Prima.cpp: Fast 30-70B LLM Inference on Heterogeneous and Low-Resource Home Clusters¶
Conference: ICLR 2026
OpenReview: https://openreview.net/forum?id=h0LjpOG1jq
Code: https://gitee.com/zonghang-li/prima.cpp
Area: LLM Efficiency / Distributed Inference Systems
Keywords: On-device Inference, Pipeline Ring Parallelism, Disk Offloading, Heterogeneous Scheduling, Integer Linear Programming
TL;DR¶
prima.cpp assembles home laptops, desktops, phones, and tablets into a heterogeneous low-end cluster. By utilizing "Pipeline Ring Parallelism (PRP) + Prefetching," it hides disk loading latency within computation time. The Halda scheduler solves for the optimal layering scheme based on real-world device compute, memory, and disk capacity via Integer Linear Programming (ILP). This enables running 30-70B models on common home clusters even with severe memory shortages, achieving 674 ms/token for a 70B model with <6% memory pressure—a 5-17× reduction in TPOT compared to llama.cpp.
Background & Motivation¶
Background: For embodied AI (home surveillance, resident voice assistants, companion robots), inference is migrating from the cloud to the edge due to privacy, offline availability, and long-term cost considerations. However, consumer chips and small memory can barely run models under 8B, while reliable long-range planning and tool calling require 32B or larger. To fit large models into small devices, disk offloading is required, but it comes at the cost of speed—for example, Qwen2.5-14B Q4K on an 8 GiB Mac M1 using llama.cpp takes 10 s/token, rendering it practically unusable.
Limitations of Prior Work: Distributed inference is almost the only way to increase model scale and speed without altering output. However, existing home distributed systems have four major flaws: (a) they assume aggregate memory is sufficient to hold the entire model (e.g., exo, Galaxy, dllama), which raises hardware costs and limits model scale; (b) once disk offloading is needed, inference speed drops to tens of seconds per token; (c) layering strategies are built on the strong assumption of sufficient memory, ignoring OS-level memory reclamation and the heterogeneity of disk access; (d) they default to involving all devices, even when removing slow devices would result in higher speed.
Key Challenge: In home scenarios, five constraints—heterogeneous devices, insufficient memory, slow disks, high Wi-Fi latency, and cross-OS environments—exist simultaneously.
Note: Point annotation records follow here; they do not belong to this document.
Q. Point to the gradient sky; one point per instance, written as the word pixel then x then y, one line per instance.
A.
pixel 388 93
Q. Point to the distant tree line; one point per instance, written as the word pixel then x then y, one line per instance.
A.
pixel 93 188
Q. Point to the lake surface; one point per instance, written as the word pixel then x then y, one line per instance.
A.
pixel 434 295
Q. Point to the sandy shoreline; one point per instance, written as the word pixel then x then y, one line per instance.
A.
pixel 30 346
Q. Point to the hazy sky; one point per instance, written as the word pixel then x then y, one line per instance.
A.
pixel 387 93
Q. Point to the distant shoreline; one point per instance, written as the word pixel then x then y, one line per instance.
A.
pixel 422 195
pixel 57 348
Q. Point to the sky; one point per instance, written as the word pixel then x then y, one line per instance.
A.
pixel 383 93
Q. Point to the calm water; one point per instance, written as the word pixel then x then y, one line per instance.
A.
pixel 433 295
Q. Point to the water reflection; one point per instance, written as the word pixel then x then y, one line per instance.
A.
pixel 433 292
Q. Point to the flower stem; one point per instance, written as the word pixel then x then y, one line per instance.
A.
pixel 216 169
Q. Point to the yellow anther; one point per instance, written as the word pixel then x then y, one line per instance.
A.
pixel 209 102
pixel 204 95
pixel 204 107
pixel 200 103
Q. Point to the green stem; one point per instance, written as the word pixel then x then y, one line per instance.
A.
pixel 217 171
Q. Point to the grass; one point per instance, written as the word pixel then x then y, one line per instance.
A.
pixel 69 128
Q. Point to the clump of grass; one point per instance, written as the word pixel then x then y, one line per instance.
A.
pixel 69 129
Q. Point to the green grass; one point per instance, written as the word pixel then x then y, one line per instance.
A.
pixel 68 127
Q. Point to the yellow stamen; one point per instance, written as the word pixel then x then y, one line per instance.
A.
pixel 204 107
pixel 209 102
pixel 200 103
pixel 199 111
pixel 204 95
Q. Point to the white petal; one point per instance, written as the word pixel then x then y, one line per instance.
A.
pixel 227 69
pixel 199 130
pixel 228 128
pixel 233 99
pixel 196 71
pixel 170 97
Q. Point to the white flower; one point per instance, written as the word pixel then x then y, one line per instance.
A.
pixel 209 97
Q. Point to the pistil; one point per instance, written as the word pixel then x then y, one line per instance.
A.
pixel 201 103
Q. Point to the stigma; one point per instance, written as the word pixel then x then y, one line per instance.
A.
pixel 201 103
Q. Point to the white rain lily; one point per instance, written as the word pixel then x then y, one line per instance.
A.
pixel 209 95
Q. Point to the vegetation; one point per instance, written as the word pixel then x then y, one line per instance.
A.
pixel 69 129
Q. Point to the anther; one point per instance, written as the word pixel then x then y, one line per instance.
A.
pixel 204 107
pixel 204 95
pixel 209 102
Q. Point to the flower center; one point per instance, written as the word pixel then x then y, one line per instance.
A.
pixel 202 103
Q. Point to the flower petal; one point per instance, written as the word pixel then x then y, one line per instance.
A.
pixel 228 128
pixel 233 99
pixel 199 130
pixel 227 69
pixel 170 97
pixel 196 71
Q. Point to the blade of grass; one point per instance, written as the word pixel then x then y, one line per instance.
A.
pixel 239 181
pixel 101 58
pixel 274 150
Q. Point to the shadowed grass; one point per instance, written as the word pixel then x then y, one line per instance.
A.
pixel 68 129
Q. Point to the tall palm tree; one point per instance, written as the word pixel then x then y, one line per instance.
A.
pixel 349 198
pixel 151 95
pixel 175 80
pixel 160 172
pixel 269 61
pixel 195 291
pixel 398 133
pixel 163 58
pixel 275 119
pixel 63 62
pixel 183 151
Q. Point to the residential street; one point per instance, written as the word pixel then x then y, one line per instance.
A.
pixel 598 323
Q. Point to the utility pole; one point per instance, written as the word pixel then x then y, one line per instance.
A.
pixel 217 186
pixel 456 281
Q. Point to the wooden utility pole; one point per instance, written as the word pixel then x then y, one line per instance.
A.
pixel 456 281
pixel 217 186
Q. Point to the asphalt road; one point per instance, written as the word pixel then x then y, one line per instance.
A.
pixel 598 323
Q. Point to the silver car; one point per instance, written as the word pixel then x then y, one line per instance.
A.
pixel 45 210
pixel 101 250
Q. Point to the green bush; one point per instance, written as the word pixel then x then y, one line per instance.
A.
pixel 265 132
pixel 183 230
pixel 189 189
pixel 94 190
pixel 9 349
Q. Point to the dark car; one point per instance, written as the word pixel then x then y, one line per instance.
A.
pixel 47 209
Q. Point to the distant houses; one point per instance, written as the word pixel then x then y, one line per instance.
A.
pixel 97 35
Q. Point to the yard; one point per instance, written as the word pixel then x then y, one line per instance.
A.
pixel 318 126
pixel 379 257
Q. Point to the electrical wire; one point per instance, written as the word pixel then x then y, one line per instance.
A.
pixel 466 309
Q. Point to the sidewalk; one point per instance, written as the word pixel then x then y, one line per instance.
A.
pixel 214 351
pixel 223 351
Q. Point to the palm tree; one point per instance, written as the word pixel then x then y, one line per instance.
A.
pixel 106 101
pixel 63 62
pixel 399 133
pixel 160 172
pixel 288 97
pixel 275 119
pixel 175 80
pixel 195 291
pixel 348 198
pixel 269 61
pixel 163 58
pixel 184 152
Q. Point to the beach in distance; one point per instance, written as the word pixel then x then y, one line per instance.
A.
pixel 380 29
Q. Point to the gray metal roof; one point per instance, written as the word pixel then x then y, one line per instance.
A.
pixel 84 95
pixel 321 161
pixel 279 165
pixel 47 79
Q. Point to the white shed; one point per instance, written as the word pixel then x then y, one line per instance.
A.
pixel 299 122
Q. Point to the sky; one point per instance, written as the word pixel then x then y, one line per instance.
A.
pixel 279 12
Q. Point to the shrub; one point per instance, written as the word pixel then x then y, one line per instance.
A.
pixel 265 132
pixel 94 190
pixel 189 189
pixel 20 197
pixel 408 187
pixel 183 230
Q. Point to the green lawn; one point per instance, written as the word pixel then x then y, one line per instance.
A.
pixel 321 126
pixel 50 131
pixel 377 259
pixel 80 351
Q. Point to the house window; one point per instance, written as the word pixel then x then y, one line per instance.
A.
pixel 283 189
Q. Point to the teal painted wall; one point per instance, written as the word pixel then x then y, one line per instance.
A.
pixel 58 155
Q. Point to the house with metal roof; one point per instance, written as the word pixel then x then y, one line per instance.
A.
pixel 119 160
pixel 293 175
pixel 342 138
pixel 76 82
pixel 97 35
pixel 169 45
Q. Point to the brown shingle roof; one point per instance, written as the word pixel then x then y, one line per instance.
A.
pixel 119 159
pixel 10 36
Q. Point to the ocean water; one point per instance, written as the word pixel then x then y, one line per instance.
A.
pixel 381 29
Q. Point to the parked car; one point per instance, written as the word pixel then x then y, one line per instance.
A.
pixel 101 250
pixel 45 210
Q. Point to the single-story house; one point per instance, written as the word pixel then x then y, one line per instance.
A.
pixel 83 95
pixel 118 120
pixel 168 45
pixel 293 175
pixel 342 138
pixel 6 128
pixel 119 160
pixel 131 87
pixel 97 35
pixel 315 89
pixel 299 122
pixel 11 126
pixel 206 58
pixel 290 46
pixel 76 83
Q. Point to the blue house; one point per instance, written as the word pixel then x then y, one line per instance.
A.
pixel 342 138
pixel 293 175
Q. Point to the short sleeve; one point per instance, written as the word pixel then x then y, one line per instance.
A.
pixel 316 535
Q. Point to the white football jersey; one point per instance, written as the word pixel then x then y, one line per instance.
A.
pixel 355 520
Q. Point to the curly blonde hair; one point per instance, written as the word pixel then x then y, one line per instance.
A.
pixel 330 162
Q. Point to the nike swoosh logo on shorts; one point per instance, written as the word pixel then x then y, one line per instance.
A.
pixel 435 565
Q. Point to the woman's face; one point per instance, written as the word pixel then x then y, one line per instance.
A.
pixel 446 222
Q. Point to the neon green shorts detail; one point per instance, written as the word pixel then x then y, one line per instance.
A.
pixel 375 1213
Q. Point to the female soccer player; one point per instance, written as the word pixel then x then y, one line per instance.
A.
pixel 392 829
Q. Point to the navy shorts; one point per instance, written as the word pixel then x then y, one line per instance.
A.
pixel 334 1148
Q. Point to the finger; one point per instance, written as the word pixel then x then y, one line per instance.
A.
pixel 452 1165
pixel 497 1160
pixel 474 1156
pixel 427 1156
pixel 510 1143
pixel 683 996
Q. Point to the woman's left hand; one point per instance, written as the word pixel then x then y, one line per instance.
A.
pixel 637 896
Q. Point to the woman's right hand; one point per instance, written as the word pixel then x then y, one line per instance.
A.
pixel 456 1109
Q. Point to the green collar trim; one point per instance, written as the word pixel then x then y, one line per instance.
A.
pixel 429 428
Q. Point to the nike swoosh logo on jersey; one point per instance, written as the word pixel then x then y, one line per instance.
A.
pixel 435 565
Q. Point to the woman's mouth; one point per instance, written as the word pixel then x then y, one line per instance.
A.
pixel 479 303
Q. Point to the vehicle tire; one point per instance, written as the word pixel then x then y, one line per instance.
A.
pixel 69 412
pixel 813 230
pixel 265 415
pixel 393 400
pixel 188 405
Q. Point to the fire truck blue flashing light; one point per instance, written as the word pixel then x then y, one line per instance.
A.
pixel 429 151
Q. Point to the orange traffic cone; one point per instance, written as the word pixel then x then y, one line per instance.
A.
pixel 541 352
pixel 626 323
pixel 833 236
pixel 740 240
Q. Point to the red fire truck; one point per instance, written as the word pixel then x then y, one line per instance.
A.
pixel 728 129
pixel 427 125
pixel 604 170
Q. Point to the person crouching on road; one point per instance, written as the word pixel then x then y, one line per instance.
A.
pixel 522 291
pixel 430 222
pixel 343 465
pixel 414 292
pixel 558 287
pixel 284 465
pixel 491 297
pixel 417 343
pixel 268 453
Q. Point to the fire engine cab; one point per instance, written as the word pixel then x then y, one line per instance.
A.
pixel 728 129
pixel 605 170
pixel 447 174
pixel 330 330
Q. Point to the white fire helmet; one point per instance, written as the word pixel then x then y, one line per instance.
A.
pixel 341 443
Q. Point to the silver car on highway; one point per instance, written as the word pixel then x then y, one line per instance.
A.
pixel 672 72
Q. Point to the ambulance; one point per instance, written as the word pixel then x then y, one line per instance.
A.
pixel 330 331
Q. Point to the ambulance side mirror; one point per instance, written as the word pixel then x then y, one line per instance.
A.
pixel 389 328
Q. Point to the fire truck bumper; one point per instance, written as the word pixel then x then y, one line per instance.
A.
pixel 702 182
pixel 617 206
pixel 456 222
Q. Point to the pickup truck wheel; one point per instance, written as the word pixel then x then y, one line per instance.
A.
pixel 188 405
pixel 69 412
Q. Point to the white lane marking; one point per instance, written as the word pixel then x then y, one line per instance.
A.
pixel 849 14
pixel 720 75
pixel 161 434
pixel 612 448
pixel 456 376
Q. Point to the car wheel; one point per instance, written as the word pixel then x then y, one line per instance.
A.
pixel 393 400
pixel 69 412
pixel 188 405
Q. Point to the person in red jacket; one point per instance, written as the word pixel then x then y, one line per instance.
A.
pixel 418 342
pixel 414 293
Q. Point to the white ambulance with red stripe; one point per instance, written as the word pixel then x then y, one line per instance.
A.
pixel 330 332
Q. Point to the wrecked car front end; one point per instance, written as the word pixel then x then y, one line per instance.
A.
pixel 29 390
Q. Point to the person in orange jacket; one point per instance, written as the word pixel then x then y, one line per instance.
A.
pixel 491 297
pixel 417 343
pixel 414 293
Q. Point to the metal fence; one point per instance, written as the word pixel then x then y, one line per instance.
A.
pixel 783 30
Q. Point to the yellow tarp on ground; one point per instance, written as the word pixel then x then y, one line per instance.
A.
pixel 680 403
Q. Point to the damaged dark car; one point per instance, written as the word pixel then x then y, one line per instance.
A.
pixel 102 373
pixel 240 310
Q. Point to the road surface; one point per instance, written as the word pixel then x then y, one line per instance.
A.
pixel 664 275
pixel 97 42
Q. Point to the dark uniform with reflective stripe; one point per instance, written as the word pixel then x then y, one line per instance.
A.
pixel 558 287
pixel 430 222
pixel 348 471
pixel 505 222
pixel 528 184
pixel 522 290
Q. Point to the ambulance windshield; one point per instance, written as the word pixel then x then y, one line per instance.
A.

Tensor Parallelism (TP) requires frequent all-reduce, leading to communication latency explosions over Wi-Fi. Pure Pipeline Parallelism (PP) reduces communication but suffers from large pipeline bubbles in single-request scenarios, and it still requires disk offloading when memory is insufficient. Furthermore, disk latency is extremely difficult to quantify due to OS memory reclamation strategies and disk throughput variance, making heuristic-based layering (how many layers on which device, GPU vs. CPU) ineffective.
Goal: Decomposition into two sub-problems. (Q1) How to relax memory constraints to run larger models? If disk offloading is mandatory, how to hide disk latency? (Q2) Based on Q1, how to perform heterogeneity-aware layering and identify bottleneck devices to prune?
Key Insight: The authors observed that in low-frequency single-request scenarios, the bubbles in PP can be filled by multiple devices prefetching different layer segments. As long as only a small "layer window" is loaded per round, the prefetched layers will not be evicted from the page cache by subsequent loads. This transforms disk I/O into a background operation that overlaps with computation and communication.
Core Idea: Utilize "Pipeline Ring Parallelism (PRP) + Prefetching" to hide disk latency and scale model size, and employ the heterogeneity-aware scheduler Halda to model the layering problem as an Integer Linear Programming (ILP) problem for automated optimization.
Method¶
Overall Architecture¶
prima.cpp is implemented with 20K lines of code based on llama.cpp, aiming to run 30-70B models at practical speeds on home clusters consisting of mixed CPU/GPUs, insufficient memory, slow disks, Wi-Fi, and cross-OS setups. The pipeline consists of three steps: First, perform heterogeneous modeling of each device's compute power, communication, memory, and OS-related memory reclamation/disk optimization to formalize the "Layer-to-Device Assignment (LDA)" problem. Then, the Halda scheduler calculates the layer window size \(w_m\) and GPU layer count \(n_m\) for each device, pruning bottleneck devices. During runtime, devices are connected in a ring to predict one token via multiple rounds of PRP. In each round, devices prefetch different layer segments using mmap for on-demand loading, overlapping disk latency with computation and communication. Input and output are handled by the head device to further protect interaction privacy.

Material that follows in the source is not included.